Conocimos la Vega de Acá ya en sus años postreros, cuando empezaba a las espaldas del estadio de la Falange y cuando se fue quedando aislada al otro lado de la Avenida del Mediterráneo. Todavía, en los años setenta, conservaba esa magia de tiempo antiguo que te permitía volver atrás varias décadas y entrar en un universo donde aún se mantenían viejas formas de vida y donde era posible vivir a diez minutos de la ciudad y disfrutar de la paz de los lugares remotos.
La ciudad avanzaba sin marcha atrás y a medida que crecía la vieja vega se iba quedando acorralada, contando los días que le quedaban para su desaparición. Fue una lenta agonía que había empezado a acentuarse en los años de la posguerra, cuando se planificaron las viviendas sociales del barrio de Regiones, los pisos de Pescadores del Zapillo y la urbanización del Tagarete y el grupo de las 500 Viviendas, construidas sobre el terreno que se le fue ganando a las huertas.
En los años cincuenta la Vega de Acá sufrió otro duro bocado con la construcción de la Central Térmica de la playa, que se llevó por delante una de las zonas más fértiles, y unos años con la fábrica de la Celulosa, en el paraje de las Peñicas de Clemente.
El final se iba aproximando, pero mientras hubo vega la ciudad conservó una parte de su alma más auténtica, con ese espléndido contraste entre el mar y la exuberancia de las huertas y de las arboledas.

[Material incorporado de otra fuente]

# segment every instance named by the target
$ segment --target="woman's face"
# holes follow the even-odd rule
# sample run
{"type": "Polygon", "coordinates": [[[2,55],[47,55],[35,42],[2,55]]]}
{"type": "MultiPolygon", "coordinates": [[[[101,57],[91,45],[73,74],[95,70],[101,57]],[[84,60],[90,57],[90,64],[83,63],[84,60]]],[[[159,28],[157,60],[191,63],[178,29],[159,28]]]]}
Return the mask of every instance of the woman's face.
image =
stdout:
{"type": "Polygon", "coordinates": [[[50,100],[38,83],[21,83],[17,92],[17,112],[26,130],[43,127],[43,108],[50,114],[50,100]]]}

Cruzar el Zapillo era como cerrar una puerta para abrir otra donde los ruidos se amortiguaban, donde las calles se convertían en pequeños caminos, estrechos y polvorientos, donde reinaban los carros de mulas y donde entre cañaverales aparecían los cortijos que conservaban como templos sus antiguas formas de vida. Se podía escribir una historia con los nombres de aquellas fincas de la Vega de Acá que se iban derramando hacia la boca del río y hacia la playa: La Palma, Las Palmeras, El Pencón, Vista Alegre, Los Andújares, San Francisco, La Rosa, El Moro, Parada Matiana, Los Juanetes, Caturrín, El Bicho, eran algunos de aquellos cortijos que estuvieron aguantando hasta que les llegó su hora.

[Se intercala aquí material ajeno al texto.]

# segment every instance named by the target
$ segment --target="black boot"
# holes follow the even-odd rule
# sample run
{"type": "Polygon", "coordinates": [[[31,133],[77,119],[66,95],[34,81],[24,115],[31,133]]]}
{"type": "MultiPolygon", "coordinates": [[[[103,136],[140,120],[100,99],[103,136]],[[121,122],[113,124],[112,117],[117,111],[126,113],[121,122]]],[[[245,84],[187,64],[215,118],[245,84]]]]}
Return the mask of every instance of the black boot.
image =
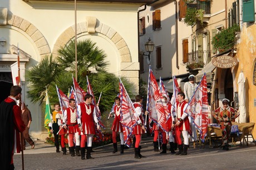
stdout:
{"type": "Polygon", "coordinates": [[[62,148],[63,154],[67,154],[67,148],[65,147],[62,148]]]}
{"type": "Polygon", "coordinates": [[[115,153],[117,152],[117,143],[113,143],[114,150],[112,153],[115,153]]]}
{"type": "Polygon", "coordinates": [[[184,145],[184,148],[183,149],[183,152],[180,154],[180,155],[187,155],[188,154],[188,148],[189,146],[188,145],[184,145]]]}
{"type": "Polygon", "coordinates": [[[77,156],[80,156],[81,154],[79,152],[80,150],[80,146],[76,146],[76,155],[77,156]]]}
{"type": "Polygon", "coordinates": [[[91,152],[92,151],[92,147],[87,147],[87,152],[86,152],[86,159],[93,159],[93,157],[91,156],[91,152]]]}
{"type": "Polygon", "coordinates": [[[181,154],[182,152],[183,152],[183,146],[181,145],[179,145],[178,146],[178,147],[179,148],[179,151],[176,153],[175,155],[180,155],[181,154]]]}
{"type": "Polygon", "coordinates": [[[61,152],[60,151],[60,147],[59,146],[56,146],[56,153],[60,153],[61,152]]]}
{"type": "Polygon", "coordinates": [[[176,152],[174,151],[174,143],[170,142],[170,151],[171,151],[171,154],[176,153],[176,152]]]}
{"type": "Polygon", "coordinates": [[[81,147],[81,159],[85,159],[85,147],[81,147]]]}
{"type": "Polygon", "coordinates": [[[125,148],[125,145],[121,145],[120,147],[120,153],[122,154],[124,153],[124,149],[125,148]]]}
{"type": "Polygon", "coordinates": [[[160,153],[166,153],[166,149],[167,149],[167,144],[163,143],[162,145],[163,151],[160,152],[160,153]]]}
{"type": "Polygon", "coordinates": [[[146,157],[145,156],[142,156],[141,154],[140,154],[140,150],[141,149],[141,146],[139,146],[139,156],[140,156],[140,158],[145,158],[146,157]]]}
{"type": "Polygon", "coordinates": [[[135,151],[135,156],[134,156],[134,158],[135,159],[140,159],[141,157],[139,155],[139,148],[135,148],[134,151],[135,151]]]}
{"type": "Polygon", "coordinates": [[[71,156],[74,157],[75,156],[74,147],[73,146],[70,147],[69,150],[70,150],[70,154],[71,154],[71,156]]]}
{"type": "Polygon", "coordinates": [[[174,143],[174,151],[177,150],[177,148],[178,148],[178,143],[174,143]]]}
{"type": "Polygon", "coordinates": [[[154,142],[154,151],[155,152],[159,151],[159,150],[158,150],[158,142],[154,142]]]}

En aquel escenario que se desvanecía, se mantuvieron hasta el final las antiguas costumbres, algunas tan ligadas a la supervivencia de sus gentes como las tradicionales matanzas, que cada año por noviembre, cuando se acercaba el día de San Andrés, llenaban de celebraciones todos aquellos parajes. Las matanzas encerraban un mundo en sí mismas: abastecían de carne y embutidos las despensas para todo el año y además servían como ceremonia de unión en las familias. Había parientes que sólo se reunían en los días de la matanza, en las bodas o cuando había que lamentar una muerte.

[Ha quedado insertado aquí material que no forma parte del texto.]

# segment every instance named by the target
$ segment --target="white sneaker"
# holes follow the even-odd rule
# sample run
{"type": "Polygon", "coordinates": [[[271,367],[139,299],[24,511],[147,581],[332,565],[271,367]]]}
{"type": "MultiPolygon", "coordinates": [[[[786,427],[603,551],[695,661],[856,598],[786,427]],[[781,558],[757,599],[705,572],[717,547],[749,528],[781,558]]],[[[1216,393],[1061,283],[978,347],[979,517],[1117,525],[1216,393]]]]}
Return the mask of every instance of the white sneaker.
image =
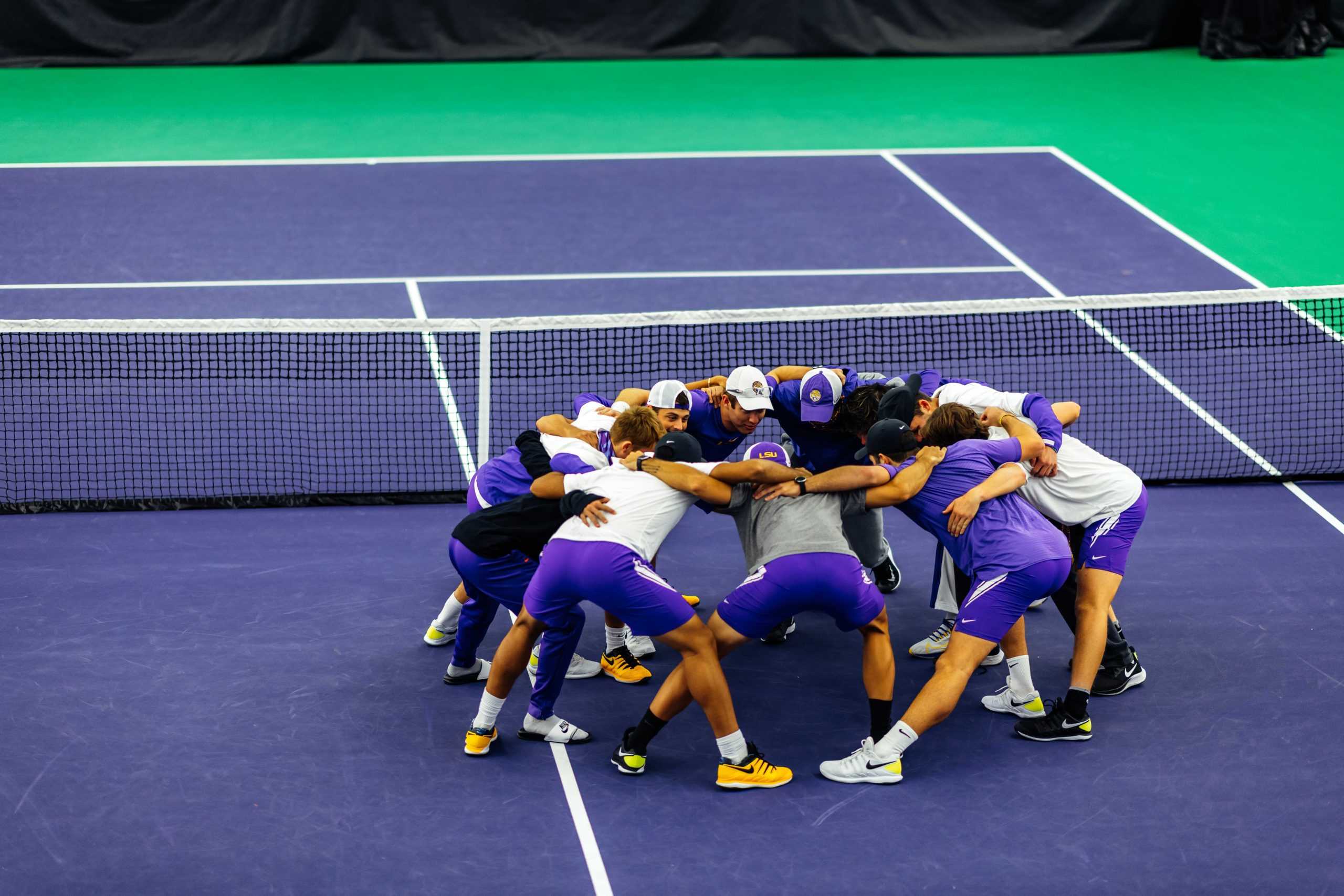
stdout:
{"type": "Polygon", "coordinates": [[[952,637],[952,626],[956,625],[956,619],[943,619],[938,623],[938,627],[933,630],[923,641],[910,645],[911,657],[922,657],[925,660],[933,660],[942,654],[948,649],[948,638],[952,637]]]}
{"type": "Polygon", "coordinates": [[[429,629],[425,629],[425,643],[431,647],[442,647],[457,641],[457,626],[450,629],[435,629],[434,623],[429,623],[429,629]]]}
{"type": "Polygon", "coordinates": [[[1007,712],[1020,719],[1040,719],[1046,715],[1046,705],[1040,703],[1040,692],[1032,690],[1019,700],[1008,685],[1004,685],[988,697],[980,699],[980,705],[989,712],[1007,712]]]}
{"type": "Polygon", "coordinates": [[[586,744],[593,739],[593,735],[583,731],[573,721],[564,721],[563,719],[555,719],[555,727],[552,727],[547,733],[539,735],[535,731],[528,731],[528,720],[531,716],[523,720],[523,727],[517,729],[517,736],[523,740],[540,740],[548,744],[586,744]]]}
{"type": "Polygon", "coordinates": [[[444,684],[469,685],[477,681],[488,680],[491,677],[491,661],[477,660],[476,662],[481,664],[480,666],[477,666],[476,672],[464,672],[461,674],[453,674],[453,666],[450,665],[448,668],[448,672],[444,673],[444,684]]]}
{"type": "Polygon", "coordinates": [[[894,785],[900,780],[900,756],[882,759],[872,737],[864,737],[844,759],[821,763],[821,774],[841,785],[894,785]]]}
{"type": "MultiPolygon", "coordinates": [[[[532,686],[536,686],[536,664],[542,660],[542,645],[532,646],[532,656],[527,658],[527,677],[532,686]]],[[[585,660],[579,654],[570,657],[570,668],[564,672],[566,678],[593,678],[602,674],[601,664],[585,660]]]]}
{"type": "Polygon", "coordinates": [[[595,678],[602,674],[602,664],[594,662],[593,660],[585,660],[579,654],[570,657],[570,670],[564,673],[566,678],[595,678]]]}
{"type": "Polygon", "coordinates": [[[652,657],[656,649],[653,638],[646,634],[633,634],[629,629],[625,630],[625,646],[634,654],[636,660],[652,657]]]}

En las semanas previas había que preparar los avíos y los hombres se acercaban a Almería a por las especias que entonces se adquirían en dos comercios fundamentales: Casa Blanes en la calle Obispo Orberá y en la tienda de la Fama, de la calle Aguilar de Campóo, frente a la puerta principal del Mercado Central.
El día de la matanza había que madrugar y antes de la salida del sol ya brillaba el acero de las facas y se respiraba el humo del agua hirviendo que salía de las calderas. Alrededor del animal sacrificado trabajaban las mujeres y los hombres y jugaban los niños. Para los pequeños, los días de matanza eran los más intensos del año, cuando la fiesta se alargaba hasta las noche mientras jugaban con las cañas ardiendo alrededor del fuego.
Los días de matanza toda la vega se impregnaba con el olor de los embutidos recién hechos, cuando las tripas de morcilla, de chorizo, de longaniza y sobrada adornaban los techos colgadas sobre cañas. Al día siguiente, en todos los cortijos donde se había sacrificado un marrano había migas para el almuerzo. Las migas fueron la comida oficial de aquellas gentes cuando sobraba el tocino en las despensas y las huertas daban espléndidas cosechas de patatas, tomates, acelgas, panizo... La fértil vega de Almería, que tantas veces hizo de despensa cuando escaseaban los alimentos en la ciudad, fue languideciendo año a año desencadenando su final. Sucumbió ante el empuje de las nuevas construcciones de edificios que necesitaban su terreno y sucumbió también ante el auge imparable de las arenas que se llevaron por delante la agricultura tradicional.